Bryan Caplan seems to be suggesting that double standards are morally indefensible:
We often have ethical arguments about when it’s morally permissible for us to do seemingly terrible things to them. Examples:
1. When is it morally permissible for us to deliberately drop a nuclear bomb on their civilians?
2. When is it morally permissible for us to launch an attack that we expect will lead to ten civilian deaths for every target killed?
3. When is it morally permissible for us to torture one of them?
The general conclusion of these discussions – unsurprisingly given group-serving bias – is that it’s morally permissible for us to do almost anything to them. Sure, there are a few random exceptions – it’s OK to nuke their civilian population, but wrong to waterboard suspects. (Huh?) But by and large, we give ourselves a big green light.
At the same time, we almost never have ethical arguments about when it’s morally permissible for them to do terrible things to us. I don’t think I’ve ever heard a debate about:
1. When is it morally permissible for them to deliberately drop a nuclear bomb on our civilians?
2. When is it morally permissible for them to launch an attack that they expect will lead to ten civilian deaths for every target killed?
3. When is it morally permissible for them to torture one of us?
If Caplan is criticizing double standards, then I don’t agree. Suppose that in 1943 we knew for a fact that dropping a bomb on Germany and Japan, and killing 3,000 civilians, would have caused them to surrender. Would the act have been morally justified? I’d say yes, but only because we were fighting the “bad guys.” On the other hand even if Al Qaeda knew for a fact that killing 3,000 Americans would cause us to surrender, it still wouldn’t be morally justified. They were fighting the “good guys” (or for you Chomsky fans, the “less bad guys.”)

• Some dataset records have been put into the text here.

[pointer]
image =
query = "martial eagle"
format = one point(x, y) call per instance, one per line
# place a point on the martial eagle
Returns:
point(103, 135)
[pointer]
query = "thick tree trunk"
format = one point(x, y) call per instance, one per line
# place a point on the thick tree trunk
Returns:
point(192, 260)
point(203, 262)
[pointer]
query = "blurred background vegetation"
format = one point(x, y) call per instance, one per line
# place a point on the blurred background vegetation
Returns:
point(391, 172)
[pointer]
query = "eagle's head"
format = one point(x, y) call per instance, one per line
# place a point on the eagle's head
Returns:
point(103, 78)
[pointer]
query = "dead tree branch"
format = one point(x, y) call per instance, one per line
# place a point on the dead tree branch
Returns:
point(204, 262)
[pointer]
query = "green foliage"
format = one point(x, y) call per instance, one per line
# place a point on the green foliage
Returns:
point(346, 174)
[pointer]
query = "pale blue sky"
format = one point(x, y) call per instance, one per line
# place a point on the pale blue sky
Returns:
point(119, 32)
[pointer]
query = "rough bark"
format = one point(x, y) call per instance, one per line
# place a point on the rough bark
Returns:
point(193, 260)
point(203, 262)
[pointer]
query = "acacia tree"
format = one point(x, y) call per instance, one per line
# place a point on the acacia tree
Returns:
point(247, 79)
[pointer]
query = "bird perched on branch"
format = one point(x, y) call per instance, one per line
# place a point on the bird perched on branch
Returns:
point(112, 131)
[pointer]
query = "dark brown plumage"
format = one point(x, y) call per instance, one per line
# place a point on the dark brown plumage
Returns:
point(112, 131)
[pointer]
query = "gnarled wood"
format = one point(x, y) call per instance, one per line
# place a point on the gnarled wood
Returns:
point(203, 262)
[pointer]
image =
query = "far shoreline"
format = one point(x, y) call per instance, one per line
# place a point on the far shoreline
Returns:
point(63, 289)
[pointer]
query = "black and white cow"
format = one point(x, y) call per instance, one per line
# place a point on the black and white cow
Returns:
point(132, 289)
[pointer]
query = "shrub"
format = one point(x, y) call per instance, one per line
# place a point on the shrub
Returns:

Here’s another example. Suppose I had been drafted into the German Army in 1940, was opposed the war, but was too chicken to refuse to serve. Would it have been morally justifiable for me to shoot allied soldiers? Of course not. The only moral action would have been for me to intentionally shoot over the heads of enemy soldiers. (Thereby hoping to end the war more quickly.) On the other hand it would have been completely justifiable for Russian or American soldiers to shoot me.
BTW, here I am considering a separate issue from the validity of “rules of war.” One can be a “rules utilitarian” and favor rules that apply to good guys and bad guys equally. But that’s a different question from whether the liberal-minded German draftee is morally justified in shooting at enemy soldiers.